IBI Seminar: Investigating mental illnesses as protein aggregation disorders
Dmitry Fedosov
Nicholas James Bradshaw
Department of Biotechnology, University of Rijeka, Rijeka, Croatia
Join us in person at the PGI Lecture Hall (Building 04.8, Room 365)
Background: Genetic analysis of schizophrenia has made great progress in the last 15 years, identifying many loci that may influence its pathology. However, the existence of many risk variants of small individual effect, combined with rare variants, makes it difficult to identify individual protein targets for downstream study of this devastating psychiatric condition. To complement the genetic approach, we and others have been investigating potential disturbances of proteostasis in schizophrenia. Specifically, we hypothesize that there exist specific proteins that form insoluble protein aggregates in the brains of patients. These would be partially analogous to similar protein accumulations in the neurodegenerative disorders. This symposium will therefore open with a review and update of progress made to date in identifying proteins that aggregate in mental illness.
Methods: To date, most candidate aggregating proteins have been determined through the purification of the insoluble protein fraction of postmortem brain tissue (from patients with schizophrenia, bipolar disorder or major depressive disorder, plus controls). These have either been probed for the protein products of classic schizophrenia risk genes, or else subjected to proteomic analysis. Follow up work has largely consisted of expression of these proteins, in wild type, truncated or mutant forms, and examining their expression and effect in cultured cells or primary neurons, through a combination of immunofluorescent microscopy and biochemical techniques.
Results: To date, five proteins have been identified that may form insoluble aggregates in the brains of patients with schizophrenia, and in some instances also in the affective disorders. Of these, DISC1, dysbindin-1 and NPAS3 represent the protein products of classical, pre-GWAS, candidate genes, while CRMP1 and TRIOBP-1 were identified by proteomic approaches, and had not previously been associated with schizophrenia. All are expressed in the brain, and are variously implicated in neurodevelopment and/or synaptic function. Each protein has also been confirmed to be capable of forming aggregates in various experimental systems. We are studying the aggregation of these proteins. Notably, in the case of at least DISC1, TRIOBP-1 and NPAS3, their aggregation propensity is seen to be dependent on specific structural regions of the proteins. Such data allows further analysis of the mechanisms underlying their aggregation, and suggests routes ahead for their study. It is also notable that most of the proteins aggregate independently of each other, with only DISC1 showing a clear propensity to “co-aggregate” with other mental illness proteins in vivo and in vitro.

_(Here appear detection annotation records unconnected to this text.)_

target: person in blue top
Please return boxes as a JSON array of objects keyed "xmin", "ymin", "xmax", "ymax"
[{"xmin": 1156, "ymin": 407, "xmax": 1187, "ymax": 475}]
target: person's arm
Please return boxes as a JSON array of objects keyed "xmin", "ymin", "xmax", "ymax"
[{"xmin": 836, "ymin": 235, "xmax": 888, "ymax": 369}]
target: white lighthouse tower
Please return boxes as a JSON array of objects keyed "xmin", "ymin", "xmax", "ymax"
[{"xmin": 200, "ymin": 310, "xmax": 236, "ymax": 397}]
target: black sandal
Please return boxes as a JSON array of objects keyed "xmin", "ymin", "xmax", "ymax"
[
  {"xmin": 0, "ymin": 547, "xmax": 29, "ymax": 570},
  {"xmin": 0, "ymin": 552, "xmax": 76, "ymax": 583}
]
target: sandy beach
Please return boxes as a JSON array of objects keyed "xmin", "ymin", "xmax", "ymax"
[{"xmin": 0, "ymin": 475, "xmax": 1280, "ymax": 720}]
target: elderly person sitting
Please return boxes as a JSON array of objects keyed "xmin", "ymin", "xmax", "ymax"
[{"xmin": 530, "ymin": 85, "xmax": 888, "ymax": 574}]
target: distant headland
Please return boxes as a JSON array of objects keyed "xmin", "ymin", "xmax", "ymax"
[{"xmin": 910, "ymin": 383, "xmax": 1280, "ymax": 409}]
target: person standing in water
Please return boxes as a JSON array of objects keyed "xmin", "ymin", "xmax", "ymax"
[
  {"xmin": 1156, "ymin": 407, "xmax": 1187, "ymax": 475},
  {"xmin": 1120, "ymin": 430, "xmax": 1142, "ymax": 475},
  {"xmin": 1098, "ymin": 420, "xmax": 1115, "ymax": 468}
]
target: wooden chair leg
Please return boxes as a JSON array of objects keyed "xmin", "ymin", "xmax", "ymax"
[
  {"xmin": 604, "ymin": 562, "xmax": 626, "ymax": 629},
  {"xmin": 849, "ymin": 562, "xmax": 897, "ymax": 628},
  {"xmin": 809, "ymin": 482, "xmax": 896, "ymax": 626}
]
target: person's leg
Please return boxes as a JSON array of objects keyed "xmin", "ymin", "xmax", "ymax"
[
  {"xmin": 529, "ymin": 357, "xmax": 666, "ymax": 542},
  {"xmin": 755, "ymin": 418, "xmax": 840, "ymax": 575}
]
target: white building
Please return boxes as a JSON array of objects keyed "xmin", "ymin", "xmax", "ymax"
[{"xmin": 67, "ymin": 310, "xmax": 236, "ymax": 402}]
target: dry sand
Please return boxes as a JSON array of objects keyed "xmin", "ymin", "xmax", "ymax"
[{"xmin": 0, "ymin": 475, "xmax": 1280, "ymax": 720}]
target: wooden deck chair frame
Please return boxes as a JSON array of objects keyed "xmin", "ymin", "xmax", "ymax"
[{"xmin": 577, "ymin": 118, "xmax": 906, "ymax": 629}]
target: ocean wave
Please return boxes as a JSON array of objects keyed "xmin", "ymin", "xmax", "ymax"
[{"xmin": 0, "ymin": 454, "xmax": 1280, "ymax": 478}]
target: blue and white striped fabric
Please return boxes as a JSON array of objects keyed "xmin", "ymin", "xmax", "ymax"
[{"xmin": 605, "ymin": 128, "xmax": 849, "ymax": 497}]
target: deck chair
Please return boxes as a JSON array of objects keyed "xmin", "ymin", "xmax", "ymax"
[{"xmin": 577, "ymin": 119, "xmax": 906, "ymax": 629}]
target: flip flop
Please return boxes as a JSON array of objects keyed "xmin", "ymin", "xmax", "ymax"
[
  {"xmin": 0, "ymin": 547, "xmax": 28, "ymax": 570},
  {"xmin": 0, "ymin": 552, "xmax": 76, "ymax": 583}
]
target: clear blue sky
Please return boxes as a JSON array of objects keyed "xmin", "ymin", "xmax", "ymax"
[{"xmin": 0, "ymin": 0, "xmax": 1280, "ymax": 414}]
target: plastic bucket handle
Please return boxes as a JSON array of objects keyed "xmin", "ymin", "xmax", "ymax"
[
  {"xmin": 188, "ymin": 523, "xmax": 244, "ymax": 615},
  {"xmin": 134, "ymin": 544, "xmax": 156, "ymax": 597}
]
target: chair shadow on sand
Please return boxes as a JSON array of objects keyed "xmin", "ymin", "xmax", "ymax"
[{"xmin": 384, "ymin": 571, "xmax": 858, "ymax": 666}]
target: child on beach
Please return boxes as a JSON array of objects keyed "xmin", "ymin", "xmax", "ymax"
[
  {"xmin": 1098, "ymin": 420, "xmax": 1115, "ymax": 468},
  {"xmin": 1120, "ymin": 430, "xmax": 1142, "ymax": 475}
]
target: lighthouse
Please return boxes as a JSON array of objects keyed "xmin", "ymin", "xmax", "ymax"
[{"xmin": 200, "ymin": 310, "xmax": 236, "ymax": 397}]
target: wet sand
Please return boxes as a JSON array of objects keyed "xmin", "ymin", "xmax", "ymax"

Conclusions: While still in its infancy as a field, the existence of several insoluble or aggregated proteins in the brains of schizophrenia patients has now been confirmed. Further replication in a wider number of patients is now needed to determine whether this indeed represents a general biological feature of the condition. In parallel, cell and animal studies will help us to understand the pathophysiological consequences of such protein aggregates.